Der VKI klagte im Auftrag des Sozialministeriums die Apple Distribution International (im Folgenden Apple) vor allem wegen der Verletzung der Informationspflicht bezüglich der gesetzlichen Gewährleistungsrechte der Verbraucher.

Die Beklagte betreibt weltweit den Handel mit "Apple"-Produkten. Über ihre deutschsprachige Webseite bietet sie ihre Leistungen auch gegenüber Verbraucherin in Österreich an.

In den AGB "Apple Store AGB Versand & Lieferung" befand sich bis Herbst 2017 folgende Klausel: "Die Lieferfenster können abhängig von der gewählten Lieferadresse und der Verfügbarkeit der Artikel variieren."

Das erstinstanzliche Gericht (Handelsgericht Wien) führte bereits aus, dass ein Verbraucher, der kostenpflichtige Zusatzleistungen wie spezielle Lieferfenster in Anspruch nehme, ein konkretes Interesse daran habe, die Leistung wie vereinbart, also auch zum konkret gewählten Lieferzeitpunkt, zu erhalten.

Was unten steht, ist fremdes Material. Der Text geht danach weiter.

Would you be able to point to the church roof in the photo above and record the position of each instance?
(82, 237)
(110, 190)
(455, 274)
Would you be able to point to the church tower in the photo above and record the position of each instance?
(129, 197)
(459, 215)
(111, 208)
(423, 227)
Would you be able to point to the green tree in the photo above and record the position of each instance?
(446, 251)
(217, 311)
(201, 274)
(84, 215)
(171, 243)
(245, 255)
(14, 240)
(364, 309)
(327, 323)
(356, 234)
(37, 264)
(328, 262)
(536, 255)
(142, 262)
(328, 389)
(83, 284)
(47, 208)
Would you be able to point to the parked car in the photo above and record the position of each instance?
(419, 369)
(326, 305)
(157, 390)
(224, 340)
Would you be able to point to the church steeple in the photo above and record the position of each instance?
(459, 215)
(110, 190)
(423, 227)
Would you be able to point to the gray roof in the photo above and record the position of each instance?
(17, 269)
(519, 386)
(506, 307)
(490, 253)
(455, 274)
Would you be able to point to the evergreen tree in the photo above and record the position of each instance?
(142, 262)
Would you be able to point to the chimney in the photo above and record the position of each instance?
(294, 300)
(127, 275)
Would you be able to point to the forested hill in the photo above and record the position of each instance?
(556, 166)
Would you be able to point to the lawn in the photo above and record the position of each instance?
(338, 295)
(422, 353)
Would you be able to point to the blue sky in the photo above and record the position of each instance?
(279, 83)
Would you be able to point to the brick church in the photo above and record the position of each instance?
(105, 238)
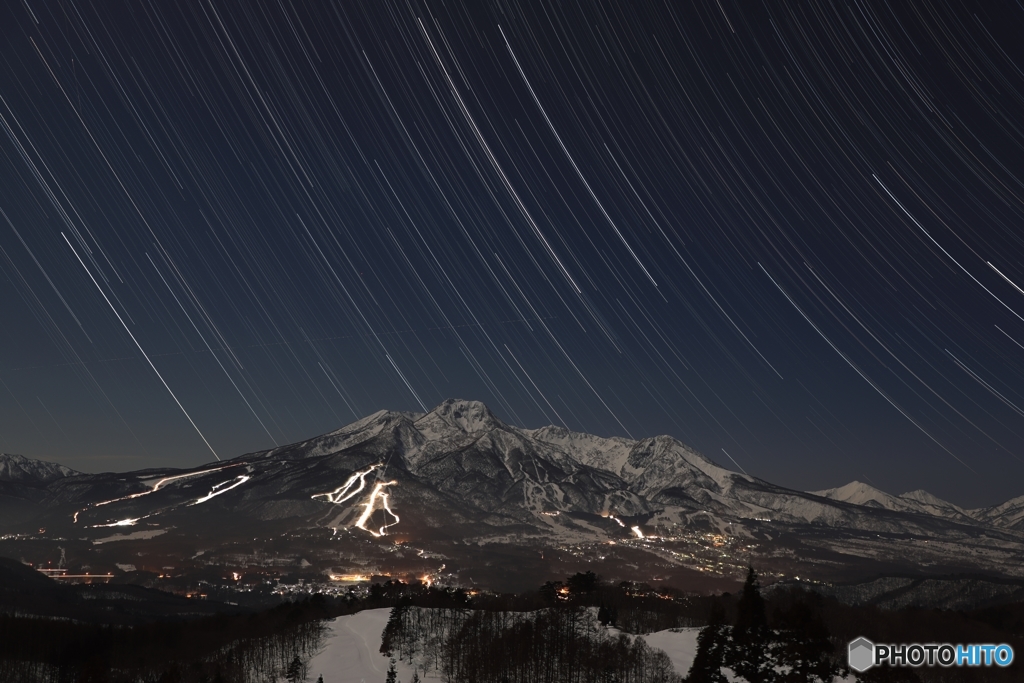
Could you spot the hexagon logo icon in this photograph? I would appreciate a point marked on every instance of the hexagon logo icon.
(861, 654)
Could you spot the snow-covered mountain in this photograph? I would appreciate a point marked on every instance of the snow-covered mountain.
(27, 470)
(1007, 515)
(458, 477)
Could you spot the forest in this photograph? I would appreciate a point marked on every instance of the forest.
(573, 631)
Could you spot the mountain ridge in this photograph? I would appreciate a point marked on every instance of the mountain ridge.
(456, 480)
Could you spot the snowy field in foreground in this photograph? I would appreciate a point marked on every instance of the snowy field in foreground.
(351, 651)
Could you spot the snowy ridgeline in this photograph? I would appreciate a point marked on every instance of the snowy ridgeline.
(351, 653)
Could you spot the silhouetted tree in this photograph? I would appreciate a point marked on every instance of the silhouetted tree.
(712, 643)
(803, 645)
(750, 655)
(294, 673)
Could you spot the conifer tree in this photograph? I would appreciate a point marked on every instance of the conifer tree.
(294, 672)
(710, 657)
(750, 655)
(803, 646)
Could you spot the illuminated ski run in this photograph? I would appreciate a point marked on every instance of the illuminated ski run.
(217, 491)
(349, 489)
(341, 494)
(157, 486)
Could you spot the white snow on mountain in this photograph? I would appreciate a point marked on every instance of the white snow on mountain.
(27, 470)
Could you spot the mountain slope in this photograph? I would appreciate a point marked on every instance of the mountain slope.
(457, 480)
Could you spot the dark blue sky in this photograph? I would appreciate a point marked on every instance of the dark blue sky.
(787, 233)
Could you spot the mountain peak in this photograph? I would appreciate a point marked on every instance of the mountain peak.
(857, 493)
(467, 416)
(27, 470)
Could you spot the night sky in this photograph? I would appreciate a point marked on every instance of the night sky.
(791, 235)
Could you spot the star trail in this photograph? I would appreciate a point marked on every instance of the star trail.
(790, 233)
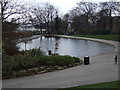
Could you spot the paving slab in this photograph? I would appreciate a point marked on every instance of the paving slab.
(102, 68)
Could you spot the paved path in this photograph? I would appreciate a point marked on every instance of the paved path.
(101, 69)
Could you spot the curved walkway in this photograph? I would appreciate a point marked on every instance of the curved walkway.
(101, 69)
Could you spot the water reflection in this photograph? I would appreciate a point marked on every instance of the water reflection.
(65, 46)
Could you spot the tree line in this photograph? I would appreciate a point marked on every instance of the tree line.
(84, 18)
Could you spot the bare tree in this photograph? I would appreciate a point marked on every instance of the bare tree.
(12, 8)
(110, 8)
(43, 15)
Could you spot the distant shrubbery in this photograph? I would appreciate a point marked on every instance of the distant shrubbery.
(33, 58)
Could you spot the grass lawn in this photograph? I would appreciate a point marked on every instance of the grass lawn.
(113, 84)
(106, 37)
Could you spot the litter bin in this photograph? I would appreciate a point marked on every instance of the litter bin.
(86, 60)
(49, 52)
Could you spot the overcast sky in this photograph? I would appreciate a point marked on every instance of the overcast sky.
(64, 5)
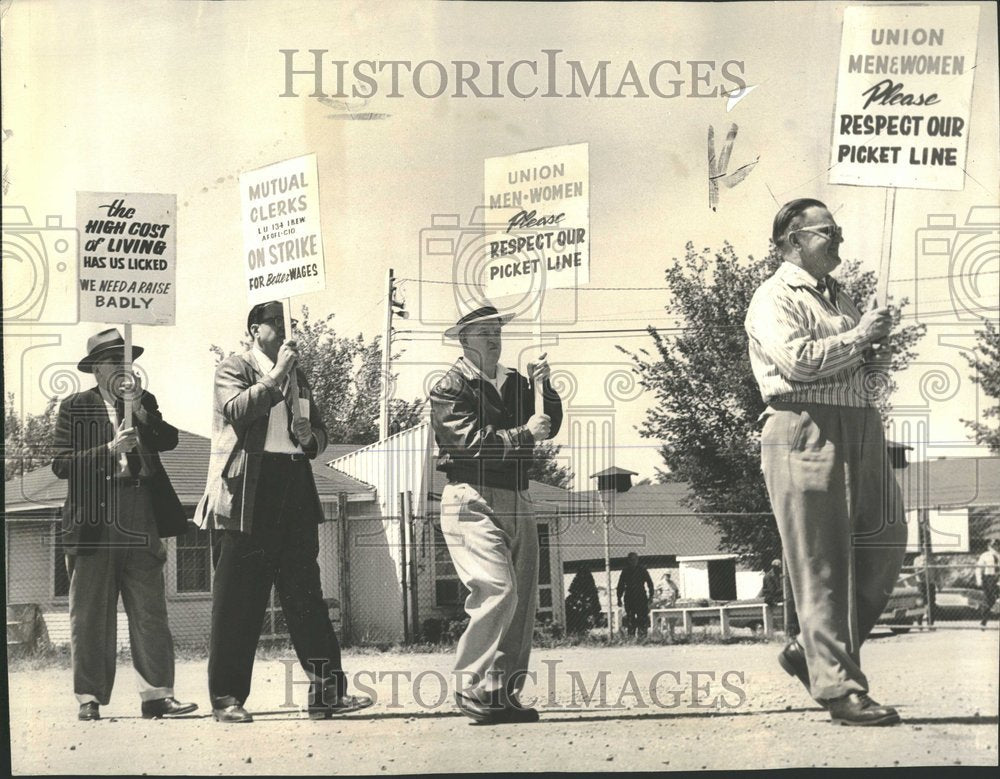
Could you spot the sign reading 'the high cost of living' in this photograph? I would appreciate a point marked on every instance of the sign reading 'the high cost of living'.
(128, 265)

Auch das OLG Wien stufte die Klausel für gesetzwidrig ein. Die Klausel ist intransparent (§ 6 Abs 3 KSchG). Aus der Klausel geht nicht klar hervor, warum Lieferfenster variieren können, zu welchem Zeitpunkt diese mögliche Variation sich für den Kunden herauskristallisiert und ob ein Lieferfenster auch nachträglich (einseitig) geändert werden kann. Weiters liegt ein Verstoß gegen § 6 Abs 2 Z 3 KSchG vor, wonach einseitige Vertragsänderungen des Unternehmers nur dann zulässig sind, wenn die Änderungen dem Verbraucher zumutbar, insbesondere weil sie geringfügig und sachlich gerechtfertigt sind. Insgesamt bleibt die Formulierung vage und lässt ohne zeitliche Einschränkung keine Beurteilung der Zumutbarkeit zu. Sie enthält keinen Hinweis auf entsprechende Parameter, die eine einseitige Vertragsänderung lediglich unter zumutbaren Umständen erlauben würde.

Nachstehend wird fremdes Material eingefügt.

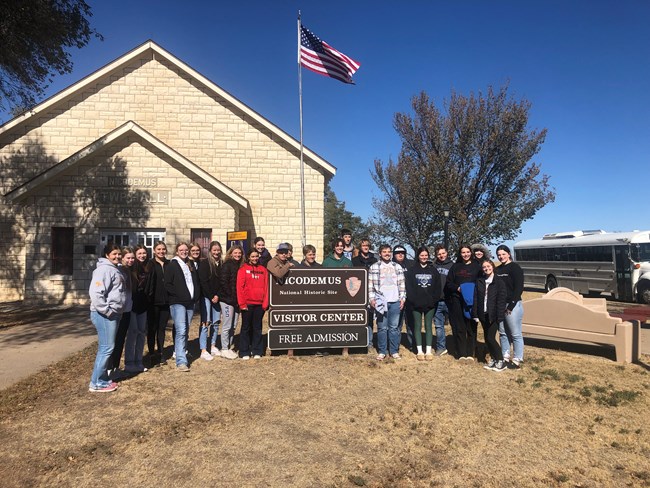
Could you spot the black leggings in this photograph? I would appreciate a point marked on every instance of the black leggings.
(490, 330)
(250, 335)
(120, 337)
(463, 329)
(157, 317)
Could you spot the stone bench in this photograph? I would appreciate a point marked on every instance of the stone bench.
(563, 314)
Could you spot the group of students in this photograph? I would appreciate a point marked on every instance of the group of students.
(132, 298)
(425, 292)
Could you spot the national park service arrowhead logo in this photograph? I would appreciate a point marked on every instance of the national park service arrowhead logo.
(353, 285)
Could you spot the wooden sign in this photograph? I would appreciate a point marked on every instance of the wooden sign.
(318, 337)
(283, 318)
(321, 287)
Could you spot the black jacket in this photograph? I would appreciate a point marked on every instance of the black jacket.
(423, 290)
(155, 289)
(443, 268)
(359, 261)
(496, 305)
(513, 276)
(210, 283)
(461, 273)
(176, 287)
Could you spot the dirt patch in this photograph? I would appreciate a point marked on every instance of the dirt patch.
(562, 420)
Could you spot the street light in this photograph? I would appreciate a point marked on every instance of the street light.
(446, 212)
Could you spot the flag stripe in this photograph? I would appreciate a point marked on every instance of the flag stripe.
(325, 64)
(321, 58)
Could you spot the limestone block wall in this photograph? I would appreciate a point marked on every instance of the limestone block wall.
(203, 127)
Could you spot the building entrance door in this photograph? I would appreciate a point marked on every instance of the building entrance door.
(129, 237)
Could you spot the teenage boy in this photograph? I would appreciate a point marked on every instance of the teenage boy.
(387, 294)
(309, 261)
(442, 264)
(365, 259)
(279, 265)
(348, 248)
(290, 255)
(265, 255)
(406, 316)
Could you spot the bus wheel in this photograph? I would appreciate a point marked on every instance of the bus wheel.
(643, 293)
(551, 283)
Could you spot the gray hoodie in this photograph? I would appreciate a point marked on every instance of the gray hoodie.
(107, 290)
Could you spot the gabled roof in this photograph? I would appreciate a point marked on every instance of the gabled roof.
(156, 50)
(129, 128)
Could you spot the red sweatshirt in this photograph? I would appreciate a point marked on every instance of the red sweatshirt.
(253, 286)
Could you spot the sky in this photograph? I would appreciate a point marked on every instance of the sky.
(583, 65)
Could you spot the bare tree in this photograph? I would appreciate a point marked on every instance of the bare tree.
(35, 36)
(474, 160)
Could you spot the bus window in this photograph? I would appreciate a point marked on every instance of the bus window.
(640, 252)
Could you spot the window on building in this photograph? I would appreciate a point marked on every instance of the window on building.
(202, 237)
(62, 250)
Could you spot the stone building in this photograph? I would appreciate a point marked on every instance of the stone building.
(144, 149)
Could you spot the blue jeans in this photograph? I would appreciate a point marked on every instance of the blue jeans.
(182, 317)
(106, 330)
(439, 321)
(370, 323)
(510, 332)
(211, 319)
(228, 324)
(135, 337)
(388, 329)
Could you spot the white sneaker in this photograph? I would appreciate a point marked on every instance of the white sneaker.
(228, 354)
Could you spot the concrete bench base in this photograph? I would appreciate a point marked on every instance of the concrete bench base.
(563, 314)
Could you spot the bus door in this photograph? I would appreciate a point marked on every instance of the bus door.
(623, 273)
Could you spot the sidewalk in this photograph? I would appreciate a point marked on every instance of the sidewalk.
(26, 349)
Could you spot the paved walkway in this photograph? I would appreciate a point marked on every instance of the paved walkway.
(27, 349)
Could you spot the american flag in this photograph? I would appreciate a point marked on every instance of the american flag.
(322, 58)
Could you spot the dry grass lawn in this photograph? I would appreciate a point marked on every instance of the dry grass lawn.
(564, 419)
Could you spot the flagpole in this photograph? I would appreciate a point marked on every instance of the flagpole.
(302, 163)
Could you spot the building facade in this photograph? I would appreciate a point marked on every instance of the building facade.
(144, 149)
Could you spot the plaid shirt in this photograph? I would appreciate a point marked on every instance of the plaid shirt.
(373, 280)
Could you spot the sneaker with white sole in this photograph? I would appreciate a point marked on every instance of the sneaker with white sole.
(515, 363)
(499, 366)
(103, 389)
(229, 354)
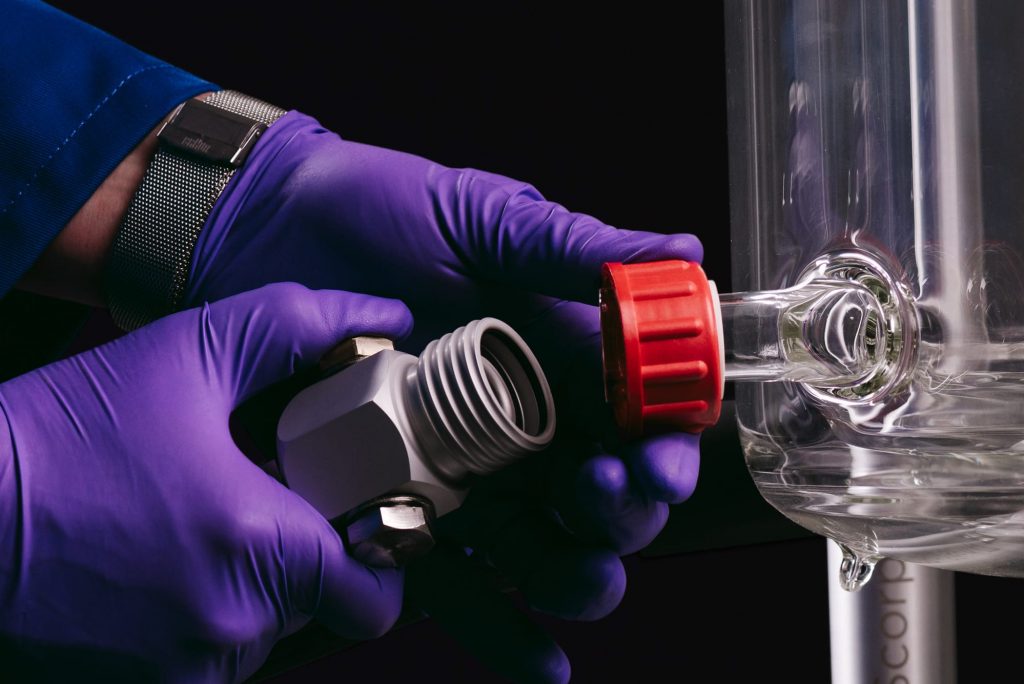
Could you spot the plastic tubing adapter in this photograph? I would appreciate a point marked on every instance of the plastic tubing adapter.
(388, 442)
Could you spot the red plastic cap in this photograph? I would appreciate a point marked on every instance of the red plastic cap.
(659, 336)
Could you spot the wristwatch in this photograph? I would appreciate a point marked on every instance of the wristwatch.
(201, 146)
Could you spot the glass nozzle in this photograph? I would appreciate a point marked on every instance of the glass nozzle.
(824, 332)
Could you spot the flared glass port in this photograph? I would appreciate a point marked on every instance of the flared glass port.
(879, 142)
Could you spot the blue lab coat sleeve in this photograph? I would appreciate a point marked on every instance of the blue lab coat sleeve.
(74, 101)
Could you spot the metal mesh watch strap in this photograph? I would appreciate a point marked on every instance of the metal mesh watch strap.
(152, 253)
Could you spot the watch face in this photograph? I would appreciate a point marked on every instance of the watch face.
(211, 133)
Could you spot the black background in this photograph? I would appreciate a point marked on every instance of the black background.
(619, 113)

Der VKI hatte auch einen Verstoß gegen § 6 Abs 1 Z 1 KSchG vorgebracht (unangemessen lange bzw nicht hinreichend bestimmte Frist, innerhalb derer der Verbraucher an den Vertrag gebunden ist). Dies musste das OLG Wien nicht mehr abschließend beurteilen, führte aber aus, dass das Rücktrittsrecht nach § 11 FAGG eine (parallele) Anwendung des § 6 Abs 1 Z 1 KSchG nicht ausschließe.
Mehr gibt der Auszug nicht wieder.